Donc le discours de la nouvelle économie est loin d’être seulement un discours enthousiaste sur les nouvelles technologies et sur Internet. S’il n’était que cela, je n’aurais pas écrit mon livre. C’est d’abord un discours néo-libéral, mais renouvelé grâce à l’invocation des NTI. La nouvelle économie c’est, selon moi, le néo-libéralisme high tech. 2. Comment peut-on affirmer que la nouvelle économie est un mythe ? C’est cette deuxième question que je développerai le plus, en actualisant les arguments de mon livre. Personne ne peut contester qu’il y ait du nouveau, dans l’économie de la fin des années 90 et du début des années 2000, en particulier sous l’angle des NTI, d’Internet et du développement d’un nouveau capitalisme, qui avait toutefois commencé à propager ses normes et ses pratiques dès les années 80. Autrement dit, la simple observation des faits peut sembler valider, sur les quatre thèmes précédents, le discours de la nouvelle économie.

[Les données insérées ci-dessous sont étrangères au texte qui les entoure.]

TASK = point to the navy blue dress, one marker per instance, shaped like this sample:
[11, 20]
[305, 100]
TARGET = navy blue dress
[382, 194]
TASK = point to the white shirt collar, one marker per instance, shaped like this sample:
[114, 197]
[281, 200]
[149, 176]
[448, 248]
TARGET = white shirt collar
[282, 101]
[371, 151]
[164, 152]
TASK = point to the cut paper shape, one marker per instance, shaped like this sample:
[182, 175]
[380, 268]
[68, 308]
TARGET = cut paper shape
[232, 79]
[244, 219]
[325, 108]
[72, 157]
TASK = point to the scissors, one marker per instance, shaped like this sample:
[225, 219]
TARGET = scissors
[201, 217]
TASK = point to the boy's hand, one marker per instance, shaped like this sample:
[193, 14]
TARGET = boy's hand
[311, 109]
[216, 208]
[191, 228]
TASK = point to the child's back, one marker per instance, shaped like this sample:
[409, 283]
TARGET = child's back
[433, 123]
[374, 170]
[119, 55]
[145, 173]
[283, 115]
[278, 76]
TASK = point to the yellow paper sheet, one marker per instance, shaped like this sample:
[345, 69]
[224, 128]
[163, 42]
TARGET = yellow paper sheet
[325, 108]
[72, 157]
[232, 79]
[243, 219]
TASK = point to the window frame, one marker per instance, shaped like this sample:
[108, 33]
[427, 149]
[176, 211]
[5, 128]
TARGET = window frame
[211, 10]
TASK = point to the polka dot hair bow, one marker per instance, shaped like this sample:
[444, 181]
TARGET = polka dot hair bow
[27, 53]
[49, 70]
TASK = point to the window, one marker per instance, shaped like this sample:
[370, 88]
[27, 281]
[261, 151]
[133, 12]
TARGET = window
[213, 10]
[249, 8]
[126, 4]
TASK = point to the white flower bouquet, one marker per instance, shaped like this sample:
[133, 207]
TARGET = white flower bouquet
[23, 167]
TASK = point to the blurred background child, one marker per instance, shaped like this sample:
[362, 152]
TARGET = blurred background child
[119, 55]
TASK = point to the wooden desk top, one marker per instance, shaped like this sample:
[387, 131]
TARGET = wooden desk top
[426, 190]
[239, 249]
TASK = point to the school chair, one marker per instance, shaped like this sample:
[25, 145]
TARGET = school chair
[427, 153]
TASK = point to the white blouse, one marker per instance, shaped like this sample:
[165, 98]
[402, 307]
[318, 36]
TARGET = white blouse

Pourquoi peut-on toutefois estimer que ce qu’on nous a raconté sur la nouvelle économie est largement mythique, et que c’est en grande partie une spéculation intellectuelle et médiatique liée à une spéculation boursière et venant l’amplifier ? Pour trois raisons, qui correspondent à trois déformations grossières de la réalité. Tous les mythes modernes reposent sur des faits réels, sinon ils ne seraient pas capables de produire des croyances collectives, partagées par des gens éduqués voire par des experts. Mais ce qui permet de les qualifier de mythes, ce sont des opérations, souvent délibérées, de déformation ou d’idéalisation des faits observables, engendrant des illusions. Dans le cas du discours de la nouvelle économie, les trois déformations les plus évidentes se nomment : a. L’oubli des aspects négatifs de ce modèle de nouveau capitalisme high tech importé des Etats-Unis, b. L’affirmation sans preuve de son caractère inéluc-table et unique, et, c. L’exagération ou idéalisation de l’impact positif des NTI sur l’économie. J’insisterai plus particulièrement sur la troisième déformation, en passant très vite sur les deux premières, qui sont développées dans mon livre.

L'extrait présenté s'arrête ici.